LEBAK, TANGERANGEKAPRES.CO.ID – Komisi III DPRD Lebak mendesak Pemerintah Kabupaten (Pemkab) agar melakukan evaluasi secara menyeluruh terhadap manajemen Rumah Sakit Umum Daerah (RSUD) Adjidarmo Rangkasbitung, khususnya bagian Farmasi.
Karena, kelangkaan obat untuk pasien BPJS terus menerus terjadi dan hal ini seperti dibiarkan. Karena sudah lama hingga bertahun-tahun.
Ketua Komisi lll DPRD Lebak, Bambang SP mendesak pemkab Lebak agar segera melakukan evaluasi terhadap managemen RSUD. Karena, jika tidak dilakukan evaluasi, masalah yang menumpuk di RSUD tidak akan terpecahkan, karena bukan sistemnya yang salah. Tapi orang-orangnya lah yang tidak punya komitmen bekerja dengan baik.
“Buka perlu pecat pimpinan RSUD-nya. Karena layanan farmasi bagian yang sangat penting bagi pasien BPJS,” kata Bambang, kepada wartawan, saat ditemui di Ruang Komisi lll, Jumat 20 Oktober 2023.

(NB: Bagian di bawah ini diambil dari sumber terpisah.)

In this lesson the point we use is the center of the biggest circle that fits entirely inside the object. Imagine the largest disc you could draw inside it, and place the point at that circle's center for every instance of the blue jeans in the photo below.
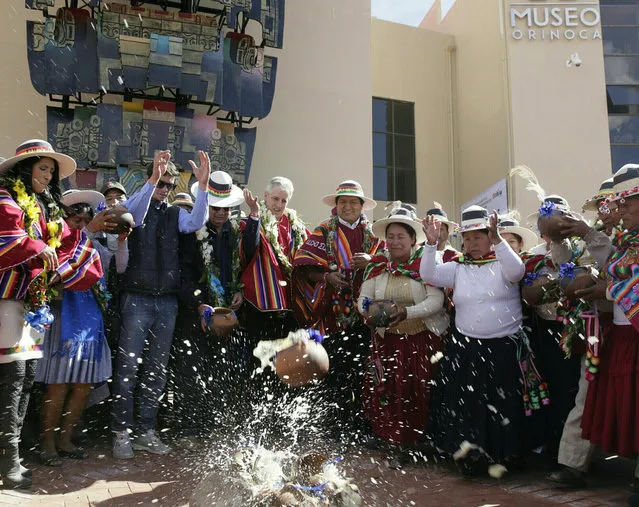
(146, 332)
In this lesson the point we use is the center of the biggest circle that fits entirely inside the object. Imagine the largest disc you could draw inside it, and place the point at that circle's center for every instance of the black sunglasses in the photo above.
(163, 184)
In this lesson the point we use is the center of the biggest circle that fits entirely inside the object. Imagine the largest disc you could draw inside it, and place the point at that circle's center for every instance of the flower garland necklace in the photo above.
(270, 225)
(345, 313)
(211, 275)
(39, 292)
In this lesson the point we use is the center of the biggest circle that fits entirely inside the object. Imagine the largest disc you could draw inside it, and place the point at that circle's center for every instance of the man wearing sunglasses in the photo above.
(149, 305)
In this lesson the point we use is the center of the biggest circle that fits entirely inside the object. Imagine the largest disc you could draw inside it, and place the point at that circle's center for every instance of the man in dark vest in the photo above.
(149, 306)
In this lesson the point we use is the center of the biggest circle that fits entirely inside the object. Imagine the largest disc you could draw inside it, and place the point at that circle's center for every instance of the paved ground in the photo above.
(169, 480)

Bambang menyayangkan kelangkaan obat khususnya bagi pasien BPJS. Karena, kelangkaan obat ini harusnya tidak terjadi apalagi RSUD Adjidarmo sudah menjadi RS BLUD yang saat ini tengah berbenah baik dalam bidang sarana dan prasarana serta pelayanan umum lainnya.

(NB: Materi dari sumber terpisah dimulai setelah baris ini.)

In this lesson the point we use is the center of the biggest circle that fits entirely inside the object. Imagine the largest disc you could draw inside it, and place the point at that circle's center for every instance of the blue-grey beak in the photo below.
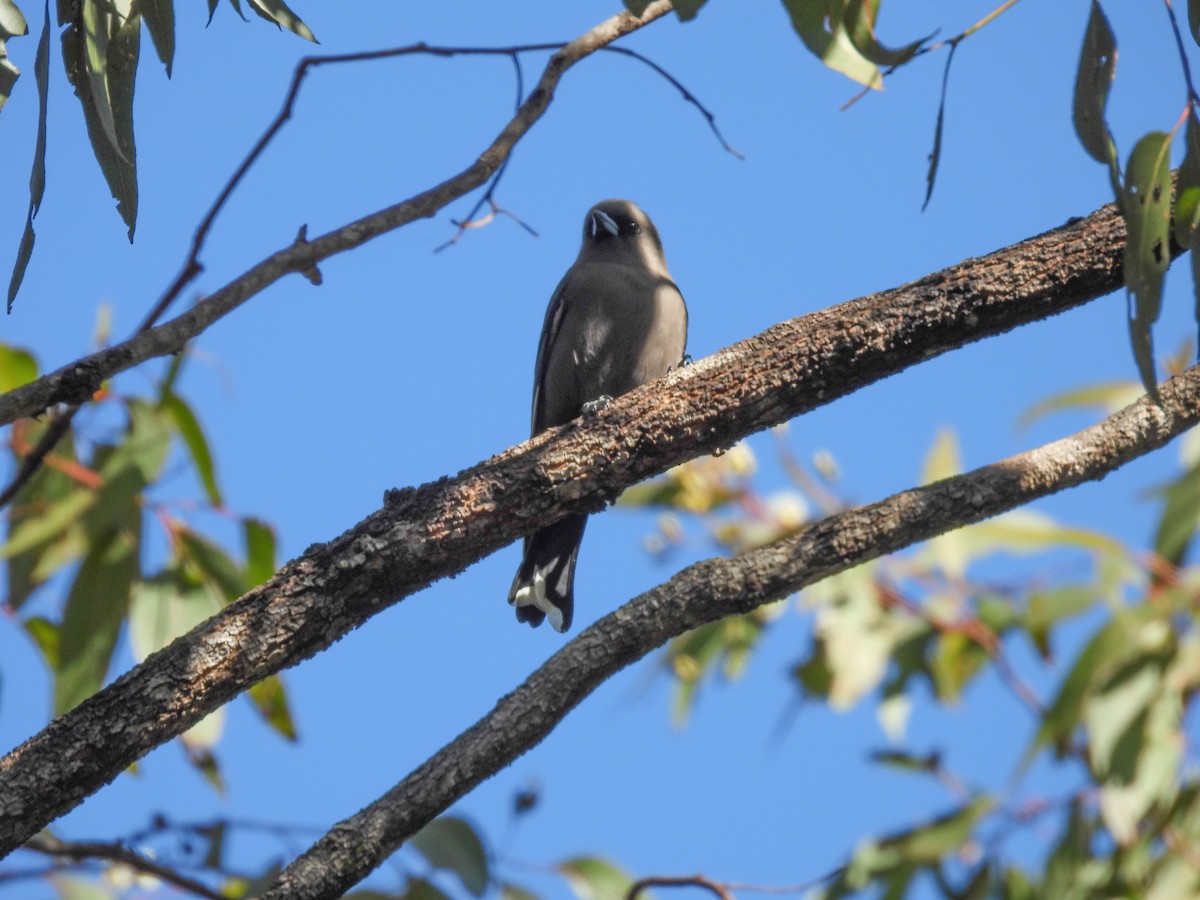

“Kami sudah gedek dengan managemen RSUD, kami banyak mendapatkan aduan dari masyarkat, karena setiap pengambilan obat, baik berobat jalan atau rawat inap, ada saja obat yang kosong dan pasien harus membeli di apotik lain dengan uang sendiri dengan harga obat yang berpariatif, ada yang beli Rp 200 – 400 ribu setiap jenis obat, bahkan ada yang sampai jutaan,” paparnya.
Anehnya, kata dia, obat yang pasien beli sendiri jarang diganti oleh pihak RSUD dan memang sepertinya sengaja dilakukan oleh RSUD.

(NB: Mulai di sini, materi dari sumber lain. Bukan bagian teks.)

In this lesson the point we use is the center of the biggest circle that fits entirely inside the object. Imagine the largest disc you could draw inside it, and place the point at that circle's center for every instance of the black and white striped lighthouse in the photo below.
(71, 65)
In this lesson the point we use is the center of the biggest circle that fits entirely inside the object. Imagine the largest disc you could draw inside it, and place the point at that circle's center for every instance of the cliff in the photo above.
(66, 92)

“Kami tidak tahu apa yang menjadi kendala RSUD terhadap obat-obat yang sering langka ini, karena hasil kunker dibeberapa daerah, hanya RSUD Adjidarmo saja yang selalu langka obat-obat BPJS dan kami belum menemukan RSUD lain yang seperti RSUD Adjidarmo,” ujarnya.
Menurutnya, obat merupakan hak masyarakat peserta BPJS. Sehingga, kelangkaan obat di RSUD Adjidarmo seharusnya tidak terjadi. Karena hal tersebut bisa menyusahkan pasien kurang mampu.
“Warga yang menebus obat menggunakan BPJS tidak gratis, baik itu BPJS mandiri maupun BPJS PBI yang dibiayai pemerintah,” kata dia.
Terpisah, Ahmad, warga Kecamatan Rangkasbitung, yang merupakan keluarga Pasien berobat jalan ke poli psikiatri (kejiwaan), menyayangkan obat-obatan yang di kaper BPJS sering terjadi kekosongan.
“Saya membawa ibu saya berobat ke Poli psikiatri di RSUD Adjidarmo menggunakan BPJS mandiri, setelah selesai diperiksa dan di beri resep obat untuk diambil di tempat pengambilan obat di RS setempat, dari 3 jenis obat, saya hanya dikasih dua jenis obat saja, yang 1 harus beli diluar karena kosong,” terang Ahmad.
Lanjut dia, karena obat tersebut penting untuk kesembuhan ibunya, maka dirinya mencoba ke apotik yang telah ditunjuk RS untuk membelinya.
“Iya saya terpaksa beli walau harganya satu jenis obatnya mencapai hampir Rp 200 ribu,” ujarnya.
Ahmad menyesalkan, kelangkaan obat obatan di RSUD Adjidarmo. Bahkan, kelangkaan obat bukan saja terjadi dan menimpa dirinya. Melainkan juga terdapat keluarga pasien lainnya.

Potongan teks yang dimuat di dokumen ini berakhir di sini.